Or précisément, la façon dont les sociétés modernes rendent justice au passé et se projettent dans l’avenir est essentiellement liée à l’idée de progrès. L’idée que le futur sera meilleur que le passé est une des sources fondamentales du projet moderniste, comme l’a montré Blumenberg. Elle a servi à faire accepter de nombreux sacrifices, sociaux et environnementaux. Est-elle en crise ?
Difficile à dire. Mais on peut au moins dissocier deux choses. D’une part, les sociétés modernes n’ont pas de problème fondamental avec la réflexion sur le temps long: la modernité est planificatrice, elle crée des institutions de solidarité qui permettent d’accueillir de nouveaux arrivants (éducation, santé) et tend à imaginer l’Etat comme une entité qui n’est pas soumise à la dégradation ou la mort. Faire des plans sur plusieurs générations n’est donc pas en contradiction avec notre héritage historique.
Par contre, il est vrai de dire que le socle matériel qui a rendu possible une bonne partie de ces projets d’avenir n’était pas durable. Précisément, il s’agit du moteur énergétique et fossile de cette projection inter-générationnelle. On peut donc dissocier d’un côté le fait que nous savons donner une place aux générations futures dans notre système d’organisation (c’est même une part essentielle de sa légitimité), et de l’autre le fait que nous le faisons trop souvent en sous estimant le coût environnemental et climatique de cette projection (c’est ce que J.-B. Fressoz appelle la “désinhibition” face aux risque).
Parler au nom du futur
Après ces quelques réflexions, l’image du combat entre le David climatique et le Goliath fossile change un peu. Derrière l’inégale répartition des forces sociales, il y a deux façons contrastées de se représenter le lien entre le passé, le présent et l’avenir. Pour Goliath, le passé est essentiellement celui de l’inertie des infrastructures énergétiques et leur aura politique, économique, et social. Inapte à se projeter dans un avenir qui s’en émancipe, il préfère miser sur un avenir dans lequel l’adaptation (forcément sélective) et l’innovation (souvent un pari) fonctionnent comme des gardiens contre la catastrophe. Autrement dit, le camp du statu quo ne fait pas totalement l’impasse sur les générations futures, mais il les dépeint en fonction de ses propres intérêts.
Pour David, le scénario doit être différent. Mais pour l’instant, comme on l’indiquait dans une récente publication, il est indécis. Si l’on accepte l’idée que l’universalisme humanitaire, qui invoque les générations futures de façon incantatoire, est inefficace, il faut trouver une autre façon de les faire peser dans la balance des rapports de force. J’insiste sur ce point : la théorie politique de l’anthropocène doit être fondamentalement stratégique. Plutôt que de chercher des arguments normatifs abstraits destinés à fonder la valeur du climat et de l’avenir, ou réciproquement la nocivité des fossiles, elle doit être entièrement focalisée sur le problème de l’équilibre des forces sociales et chercher à en faire bouger les lignes.

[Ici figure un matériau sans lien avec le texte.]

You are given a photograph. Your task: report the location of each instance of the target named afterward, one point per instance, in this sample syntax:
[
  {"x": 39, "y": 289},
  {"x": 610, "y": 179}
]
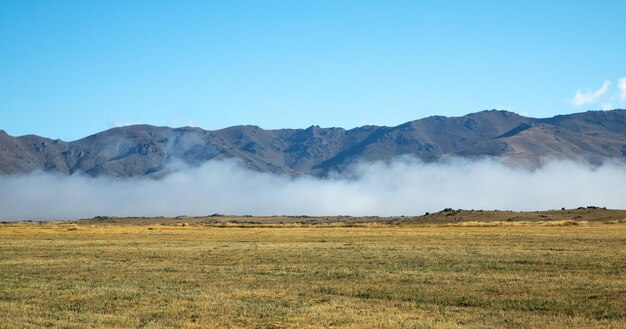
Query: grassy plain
[{"x": 516, "y": 275}]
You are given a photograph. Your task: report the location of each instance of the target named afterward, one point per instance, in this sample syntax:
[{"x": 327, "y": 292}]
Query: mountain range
[{"x": 141, "y": 150}]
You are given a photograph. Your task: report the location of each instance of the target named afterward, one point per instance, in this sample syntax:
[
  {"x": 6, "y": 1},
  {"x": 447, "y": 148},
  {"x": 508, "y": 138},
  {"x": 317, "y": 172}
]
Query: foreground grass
[{"x": 379, "y": 276}]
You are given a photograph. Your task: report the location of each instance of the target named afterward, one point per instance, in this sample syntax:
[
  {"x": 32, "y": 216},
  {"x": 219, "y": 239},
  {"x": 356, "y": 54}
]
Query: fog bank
[{"x": 401, "y": 187}]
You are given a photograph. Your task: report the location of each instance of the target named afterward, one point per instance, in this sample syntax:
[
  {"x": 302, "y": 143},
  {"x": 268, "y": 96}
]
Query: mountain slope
[{"x": 140, "y": 150}]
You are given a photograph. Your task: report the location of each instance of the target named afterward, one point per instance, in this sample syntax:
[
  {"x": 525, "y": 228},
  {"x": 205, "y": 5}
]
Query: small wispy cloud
[
  {"x": 590, "y": 97},
  {"x": 621, "y": 85}
]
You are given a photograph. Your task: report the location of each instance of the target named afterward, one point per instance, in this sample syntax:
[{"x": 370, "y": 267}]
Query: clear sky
[{"x": 72, "y": 68}]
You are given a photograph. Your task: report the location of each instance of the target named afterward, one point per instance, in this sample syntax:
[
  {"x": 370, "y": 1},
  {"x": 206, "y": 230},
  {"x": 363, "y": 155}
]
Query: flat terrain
[
  {"x": 560, "y": 274},
  {"x": 446, "y": 216}
]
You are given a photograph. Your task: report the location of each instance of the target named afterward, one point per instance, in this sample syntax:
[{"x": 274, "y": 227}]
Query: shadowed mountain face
[{"x": 147, "y": 150}]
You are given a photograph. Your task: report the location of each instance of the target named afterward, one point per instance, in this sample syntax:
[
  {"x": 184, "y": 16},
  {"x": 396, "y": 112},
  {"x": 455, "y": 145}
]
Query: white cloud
[
  {"x": 401, "y": 187},
  {"x": 621, "y": 85},
  {"x": 590, "y": 97}
]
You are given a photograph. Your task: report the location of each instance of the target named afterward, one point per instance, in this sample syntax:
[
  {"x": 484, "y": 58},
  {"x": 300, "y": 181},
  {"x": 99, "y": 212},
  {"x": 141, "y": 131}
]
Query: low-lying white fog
[{"x": 401, "y": 187}]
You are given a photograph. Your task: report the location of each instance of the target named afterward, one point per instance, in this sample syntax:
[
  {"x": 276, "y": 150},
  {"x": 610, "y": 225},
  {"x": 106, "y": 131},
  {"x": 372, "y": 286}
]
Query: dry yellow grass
[{"x": 371, "y": 276}]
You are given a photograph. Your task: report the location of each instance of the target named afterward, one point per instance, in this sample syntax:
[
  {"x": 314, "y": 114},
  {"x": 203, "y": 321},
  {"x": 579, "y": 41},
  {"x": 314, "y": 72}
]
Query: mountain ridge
[{"x": 140, "y": 150}]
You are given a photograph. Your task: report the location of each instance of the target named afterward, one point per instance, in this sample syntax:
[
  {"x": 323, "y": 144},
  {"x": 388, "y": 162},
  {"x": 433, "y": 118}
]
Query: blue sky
[{"x": 72, "y": 68}]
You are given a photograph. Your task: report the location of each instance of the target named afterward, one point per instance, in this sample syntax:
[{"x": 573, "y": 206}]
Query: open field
[
  {"x": 446, "y": 216},
  {"x": 507, "y": 274}
]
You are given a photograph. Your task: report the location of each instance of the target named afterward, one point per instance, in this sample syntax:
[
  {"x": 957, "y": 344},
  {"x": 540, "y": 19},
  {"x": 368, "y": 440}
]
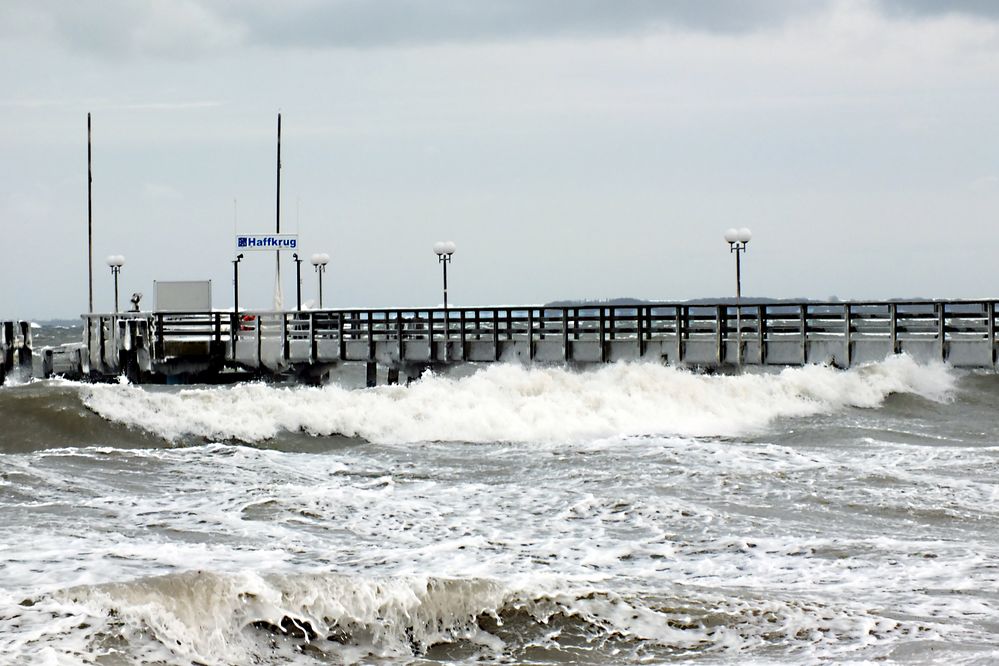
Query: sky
[{"x": 572, "y": 149}]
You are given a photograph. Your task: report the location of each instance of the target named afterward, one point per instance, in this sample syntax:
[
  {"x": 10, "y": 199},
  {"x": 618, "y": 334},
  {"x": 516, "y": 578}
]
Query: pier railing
[{"x": 839, "y": 333}]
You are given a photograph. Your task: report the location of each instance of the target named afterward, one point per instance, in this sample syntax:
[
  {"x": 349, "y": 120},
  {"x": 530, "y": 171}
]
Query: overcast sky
[{"x": 570, "y": 148}]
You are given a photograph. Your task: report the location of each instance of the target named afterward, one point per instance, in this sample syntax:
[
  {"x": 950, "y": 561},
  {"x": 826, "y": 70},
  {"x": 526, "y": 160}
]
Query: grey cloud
[
  {"x": 188, "y": 28},
  {"x": 357, "y": 23},
  {"x": 988, "y": 9}
]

Dans l’état actuel de mes réflexions, je ne vois qu’une possibilité, qui consiste à se réapproprier le sens de l’avenir. Il est impératif de créer un discours intellectuel, politique, médiatique, qui ancre dans la conscience collective l’idée que l’élimination des énergies fossiles, l’allégement de la pression que l’on exerce sur le milieu, ne sont pas en contradiction avec “la légitimité des modernes” (= le progrès), mais au contraire son actualisation la plus fine, la plus juste, la plus efficace.
Pour que les générations futures travaillent activement à la mutation de l’économie politique, elle ne doivent pas être représentées dans la société comme une force qui exerce un chantage moral : “travaillez pour nous, y compris au prix de sacrifices, sans quoi notre existence sera dégradée”. Elles doivent être représentées comme une force de création et de conquêtes sociales, matérielles : “travaillez pour votre émancipation, et nous en bénéficierons”.